Considerations to Ponder
Dr. Compton offered some considerations to ponder from the FDA's point of view:
* Human biospecimens are unregulated, even though the tests performed on them are regulated. “We worry more about the grades of beef than the quality of the samples, because the FDA regulates the quality of beef,” she said.
* Research biobanks are unregulated. “The NCI has put out best practices to tell people how to improve their collection processing and storage of samples in a standardized way, but the NCI is not a regulatory agency, we cannot make anybody do anything,” she said. “But the FDA can, and in fact the FDA may start to regulate biobanks if we as a community cannot do this successfully on our own.

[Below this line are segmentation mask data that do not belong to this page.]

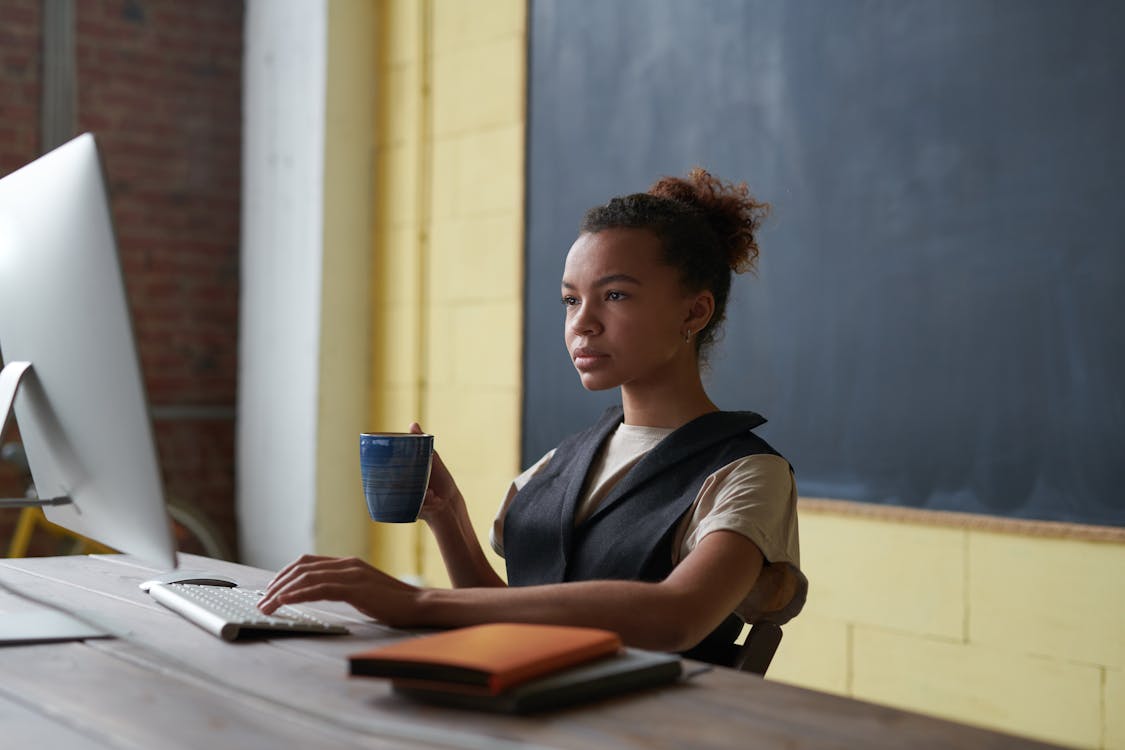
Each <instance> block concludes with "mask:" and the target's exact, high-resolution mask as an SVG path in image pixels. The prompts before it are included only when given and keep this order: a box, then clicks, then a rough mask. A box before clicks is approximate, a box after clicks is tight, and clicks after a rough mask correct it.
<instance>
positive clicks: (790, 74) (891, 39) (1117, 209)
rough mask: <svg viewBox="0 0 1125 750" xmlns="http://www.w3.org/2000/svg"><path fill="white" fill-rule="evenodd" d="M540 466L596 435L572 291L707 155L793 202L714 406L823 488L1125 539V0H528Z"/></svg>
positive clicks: (532, 341)
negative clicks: (573, 303) (574, 309)
mask: <svg viewBox="0 0 1125 750" xmlns="http://www.w3.org/2000/svg"><path fill="white" fill-rule="evenodd" d="M529 49H530V54H529V110H528V118H529V126H528V168H526V169H528V207H526V286H525V290H526V291H525V293H526V300H525V302H526V304H525V309H526V326H525V328H526V333H525V341H524V358H525V359H524V368H525V370H524V382H525V396H524V398H525V400H524V409H523V460H524V463H525V464H526V463H529V462H531V461H533V460H534V459H535V458H538V457H539V455H540V454H542V453H543V452H544V451H547V450H548V449H550V448H551V446H552V445H553V444H555V443H556V442H557V441H558V440H559V439H560V437H561V436H562V435H565V434H567V433H569V432H573V431H575V430H578V428H580V427H582V426H584V425H586V424H588V423H589V422H591V421H592V419H594V418H595V416H596V415H597V414H598V413H600V412H601V410H602V408H603V407H604V406H605V405H606V404H609V403H611V401H614V400H615V398H616V396H615V394H593V395H592V394H587V392H586V391H584V390H583V389H582V387H580V385H579V383H578V380H577V377H576V374H575V372H574V370H573V367H571V364H570V362H569V360H568V358H567V354H566V350H565V346H564V344H562V335H561V333H562V310H561V308H560V306H559V304H558V298H559V277H560V273H561V269H562V262H564V259H565V255H566V251H567V249H568V247H569V245H570V243H571V242H573V241H574V238H575V235H576V232H577V226H578V222H579V219H580V217H582V215H583V213H584V211H585V210H586V209H587V208H588V207H591V206H593V205H597V204H601V202H604V201H605V200H606V199H607V198H610V197H612V196H614V195H619V193H625V192H633V191H639V190H645V189H646V188H647V187H648V186H649V184H650V183H651V182H652V181H654V179H655V178H657V177H659V175H663V174H683V173H685V172H686V171H687V170H688V169H690V168H691V166H693V165H696V164H697V165H703V166H705V168H708V169H710V170H711V171H712V172H714V173H715V174H718V175H719V177H722V178H724V179H728V180H736V181H741V180H746V181H747V182H748V183H749V184H750V187H751V190H753V192H754V193H755V195H756V196H757V197H758V198H760V199H763V200H767V201H769V202H771V204H772V205H773V208H774V210H773V214H772V217H771V218H769V220H768V223H767V225H766V227H765V229H764V231H763V233H762V238H760V244H762V259H760V268H759V273H758V275H757V277H756V278H755V277H750V275H747V277H740V278H738V279H736V283H735V290H733V292H732V300H731V307H730V310H729V320H728V324H727V327H726V334H724V337H723V338H722V340H721V341H720V343H719V346H718V347H717V351H715V356H714V358H713V359H712V365H711V371H710V376H709V378H708V386H709V391H710V392H711V394H712V397H713V398H714V399H715V401H717V403H719V404H720V406H722V407H724V408H742V409H753V410H756V412H759V413H762V414H764V415H765V416H766V417H768V418H769V423H768V424H767V425H766V426H765V427H763V428H762V430H760V433H762V434H763V436H764V437H766V440H768V441H771V443H773V445H774V446H775V448H777V449H778V450H780V451H781V452H782V453H784V454H785V455H786V458H789V459H790V461H791V462H792V463H793V466H794V468H795V470H796V476H798V480H799V486H800V491H801V494H802V495H803V496H811V497H829V498H840V499H852V500H863V501H868V503H881V504H893V505H904V506H915V507H926V508H936V509H948V510H958V512H970V513H981V514H991V515H1000V516H1007V517H1018V518H1037V519H1051V521H1064V522H1081V523H1091V524H1102V525H1117V526H1119V525H1125V441H1123V437H1125V426H1123V425H1125V316H1123V308H1125V305H1123V301H1122V299H1123V296H1125V3H1120V2H1116V1H1108V2H1093V1H1087V2H1069V1H1066V0H1050V1H1048V0H1042V1H1035V0H1002V1H991V2H982V1H980V0H943V1H940V2H936V1H933V2H931V1H928V0H925V1H921V0H893V1H888V2H850V1H836V0H831V1H829V0H823V1H816V2H813V1H810V0H785V1H784V2H777V1H775V0H763V1H758V2H750V1H742V2H735V1H718V0H693V1H692V2H683V1H681V0H532V1H531V3H530V28H529Z"/></svg>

* There is no clinical requirement at all, through any clinical regulatory agency approvals or accreditation body, to control or report biospecimen handling “lifecycle variables” in clinical laboratories. “Formalin-fixed passive-embedded tissues—the fuel that drives most of the science in our clinical research enterprise—is mostly mistreated because it comes from hospitals across the country and is processed only according to the clinical standards that exist in that hospital which are different from hospital to hospital and which are never regulated by any authoritative body.”
Dr. Carolyn Compton noted that the lack of high-quality, clinically annotated human specimens actually served as a “call to action” that brought her to the National Cancer Institute from academic medicine. The problem, she noted, is spelled out very well and in great detail in a recent article in Wired, “Libraries of Flesh: The Sorry State of Human Tissue Storage” by Steve Silberman: http://www.wired.com/magazine/2010/05/ff_biobanks
© 2010 Lippincott Williams & Wilkins, Inc.